Google has begun testing end-to-end encryption (E2EE) in Android Messages for RCS group conversations. Some users registered in the Messages open beta programme will get access to the feature in the coming weeks, ahead of a wider deployment. During their I/O 2022 developer conference, Google said that an E2EE beta for group chats will be ready by the end of the year.
The change comes 18 months after Google Messages began delivering E2EE for one-on-one discussions to keep conversations private from prying eyes. It began testing E2EE in Messages in November 2020, thus the privacy feature may not be available for all group conversations for some months.
Over the past several years, many carriers and phone manufacturers have joined up with RCS to provide capabilities such as high-quality images and videos, read receipts, and E2EE. None of these are supported by the SMS format, which is almost 30 years old. Still, there’s one business that continues to reject RCS: Apple, which prefers to keep safe behind the confines of iMessage.
Google has openly urged Apple to embrace RCS, but thus far those efforts have been futile. Apple CEO Tim Cook joked in September that iOS customers who are having problems transmitting films to a loved one using an Android smartphone can simply buy them an iPhone.
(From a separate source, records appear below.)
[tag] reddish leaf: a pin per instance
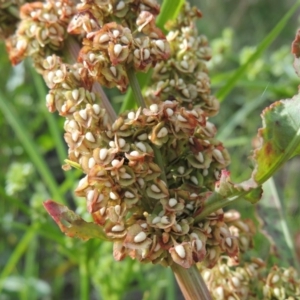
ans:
(72, 224)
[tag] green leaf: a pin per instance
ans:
(30, 146)
(280, 141)
(274, 225)
(71, 224)
(168, 11)
(280, 137)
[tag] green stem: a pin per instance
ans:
(135, 88)
(160, 162)
(73, 49)
(191, 283)
(215, 202)
(141, 102)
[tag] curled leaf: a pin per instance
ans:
(72, 224)
(280, 137)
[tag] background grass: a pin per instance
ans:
(37, 261)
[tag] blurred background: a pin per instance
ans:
(37, 261)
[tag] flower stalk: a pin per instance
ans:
(191, 283)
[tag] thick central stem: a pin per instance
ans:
(191, 283)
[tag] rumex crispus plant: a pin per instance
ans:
(154, 176)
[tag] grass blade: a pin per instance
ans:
(230, 83)
(168, 11)
(30, 147)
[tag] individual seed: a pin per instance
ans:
(162, 133)
(181, 118)
(75, 136)
(141, 182)
(154, 108)
(146, 54)
(155, 188)
(212, 254)
(184, 64)
(126, 176)
(104, 38)
(113, 70)
(115, 162)
(90, 195)
(103, 153)
(118, 49)
(199, 244)
(117, 228)
(140, 237)
(157, 247)
(96, 108)
(100, 198)
(200, 157)
(134, 153)
(112, 144)
(141, 146)
(181, 170)
(113, 196)
(75, 94)
(72, 124)
(156, 220)
(143, 137)
(118, 209)
(172, 202)
(194, 180)
(218, 155)
(59, 74)
(186, 93)
(169, 112)
(120, 5)
(180, 251)
(91, 162)
(131, 115)
(235, 281)
(124, 40)
(194, 236)
(121, 142)
(129, 194)
(275, 278)
(92, 57)
(102, 211)
(228, 241)
(116, 33)
(136, 53)
(83, 114)
(160, 44)
(220, 292)
(189, 206)
(89, 136)
(165, 220)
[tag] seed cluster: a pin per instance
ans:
(248, 281)
(42, 30)
(148, 173)
(184, 74)
(8, 20)
(118, 35)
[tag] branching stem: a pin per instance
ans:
(141, 102)
(191, 283)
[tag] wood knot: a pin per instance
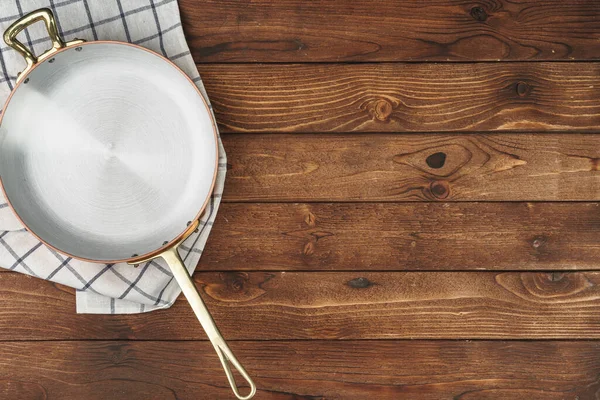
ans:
(538, 241)
(380, 109)
(436, 160)
(359, 283)
(478, 14)
(439, 189)
(236, 282)
(523, 89)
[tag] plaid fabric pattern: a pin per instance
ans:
(102, 288)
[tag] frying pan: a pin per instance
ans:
(108, 153)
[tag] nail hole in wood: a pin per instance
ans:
(436, 160)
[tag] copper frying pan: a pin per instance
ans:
(108, 153)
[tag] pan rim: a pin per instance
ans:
(185, 232)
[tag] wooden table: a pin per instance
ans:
(411, 212)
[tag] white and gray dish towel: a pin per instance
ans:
(102, 288)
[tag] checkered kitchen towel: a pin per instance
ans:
(110, 288)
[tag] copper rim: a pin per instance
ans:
(186, 231)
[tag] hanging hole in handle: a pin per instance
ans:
(227, 360)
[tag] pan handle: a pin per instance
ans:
(43, 14)
(171, 256)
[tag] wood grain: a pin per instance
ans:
(462, 370)
(403, 236)
(411, 167)
(410, 236)
(347, 30)
(341, 305)
(404, 97)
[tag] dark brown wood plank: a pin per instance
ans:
(410, 167)
(341, 305)
(406, 236)
(404, 97)
(410, 236)
(303, 370)
(347, 30)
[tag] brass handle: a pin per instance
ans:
(43, 14)
(188, 287)
(171, 256)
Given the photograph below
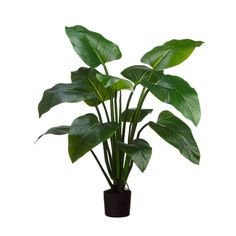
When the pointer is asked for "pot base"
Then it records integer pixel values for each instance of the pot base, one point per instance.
(117, 204)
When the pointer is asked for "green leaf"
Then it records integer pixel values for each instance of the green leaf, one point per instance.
(139, 73)
(177, 92)
(177, 133)
(140, 152)
(59, 130)
(114, 82)
(170, 54)
(60, 93)
(86, 132)
(131, 112)
(87, 77)
(92, 47)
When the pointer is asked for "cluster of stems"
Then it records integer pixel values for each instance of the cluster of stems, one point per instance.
(119, 164)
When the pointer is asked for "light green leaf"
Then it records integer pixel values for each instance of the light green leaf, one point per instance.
(131, 112)
(114, 82)
(92, 47)
(177, 92)
(86, 132)
(60, 93)
(170, 54)
(87, 77)
(177, 133)
(59, 130)
(139, 150)
(139, 73)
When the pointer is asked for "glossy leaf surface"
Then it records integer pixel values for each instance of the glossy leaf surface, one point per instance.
(86, 132)
(60, 93)
(131, 112)
(170, 54)
(140, 152)
(92, 47)
(139, 73)
(59, 130)
(177, 133)
(114, 82)
(87, 77)
(177, 92)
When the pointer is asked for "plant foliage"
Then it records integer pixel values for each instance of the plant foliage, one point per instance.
(116, 126)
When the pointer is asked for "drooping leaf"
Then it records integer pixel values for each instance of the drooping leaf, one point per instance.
(139, 73)
(140, 152)
(177, 92)
(87, 77)
(86, 132)
(60, 93)
(92, 47)
(170, 54)
(131, 112)
(177, 133)
(114, 82)
(59, 130)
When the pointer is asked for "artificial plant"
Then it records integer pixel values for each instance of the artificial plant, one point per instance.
(115, 125)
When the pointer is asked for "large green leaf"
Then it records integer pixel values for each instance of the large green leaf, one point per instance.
(139, 73)
(170, 54)
(59, 130)
(131, 112)
(92, 47)
(140, 152)
(177, 133)
(177, 92)
(60, 93)
(114, 82)
(87, 77)
(86, 132)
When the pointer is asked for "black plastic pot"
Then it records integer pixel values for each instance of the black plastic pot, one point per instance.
(117, 204)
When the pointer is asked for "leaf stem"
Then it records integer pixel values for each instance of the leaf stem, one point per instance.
(141, 129)
(103, 171)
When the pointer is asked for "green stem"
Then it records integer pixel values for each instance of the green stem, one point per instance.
(105, 109)
(106, 149)
(113, 138)
(141, 129)
(103, 171)
(126, 113)
(136, 115)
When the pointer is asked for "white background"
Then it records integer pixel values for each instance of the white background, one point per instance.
(42, 193)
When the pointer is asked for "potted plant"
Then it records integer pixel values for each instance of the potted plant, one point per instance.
(115, 125)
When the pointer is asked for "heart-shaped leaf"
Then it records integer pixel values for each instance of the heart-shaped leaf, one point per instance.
(86, 132)
(92, 47)
(177, 133)
(139, 73)
(114, 82)
(87, 77)
(59, 130)
(60, 93)
(140, 152)
(170, 54)
(131, 112)
(177, 92)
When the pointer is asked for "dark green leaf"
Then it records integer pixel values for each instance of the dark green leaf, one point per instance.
(139, 73)
(177, 133)
(170, 54)
(60, 93)
(59, 130)
(140, 152)
(86, 132)
(177, 92)
(87, 77)
(114, 82)
(92, 47)
(131, 112)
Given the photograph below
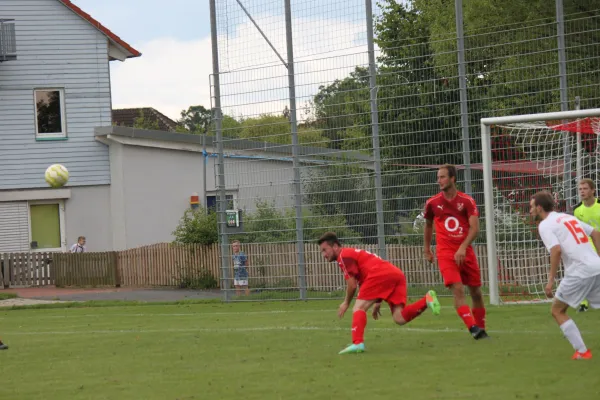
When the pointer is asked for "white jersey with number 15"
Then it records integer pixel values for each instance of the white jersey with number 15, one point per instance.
(578, 257)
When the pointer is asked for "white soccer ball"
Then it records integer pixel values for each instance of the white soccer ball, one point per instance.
(57, 175)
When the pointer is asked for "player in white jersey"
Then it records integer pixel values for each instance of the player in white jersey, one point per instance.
(566, 238)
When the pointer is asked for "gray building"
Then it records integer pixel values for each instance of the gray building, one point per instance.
(54, 89)
(154, 173)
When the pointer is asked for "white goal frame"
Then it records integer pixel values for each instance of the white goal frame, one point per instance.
(488, 183)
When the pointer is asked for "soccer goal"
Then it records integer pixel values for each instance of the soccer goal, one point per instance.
(524, 154)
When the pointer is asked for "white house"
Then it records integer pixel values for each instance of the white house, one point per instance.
(52, 96)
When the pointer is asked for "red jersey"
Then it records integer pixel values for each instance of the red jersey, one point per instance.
(451, 218)
(362, 264)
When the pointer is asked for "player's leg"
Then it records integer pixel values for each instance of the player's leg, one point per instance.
(471, 277)
(584, 306)
(570, 293)
(453, 281)
(359, 323)
(569, 329)
(403, 314)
Nonetheless, Google has been working to enhance iOS and Android messaging compatibility, and in a blog post, it made another effort to get Apple on board with RCS. “Today, all of the major cell carriers and manufacturers — except Apple — have accepted RCS as the standard,” Messages group product manager Neena Budhiraja wrote. “Apple refuses to implement RCS and continues to depend on SMS when iPhone users contact Android phone users, implying that their messaging is stuck in the 1990s.”
Companies are still working on methods to make iMessage available on other devices. Sunbird’s engineers claim to have gotten iMessage to function on Android only last week.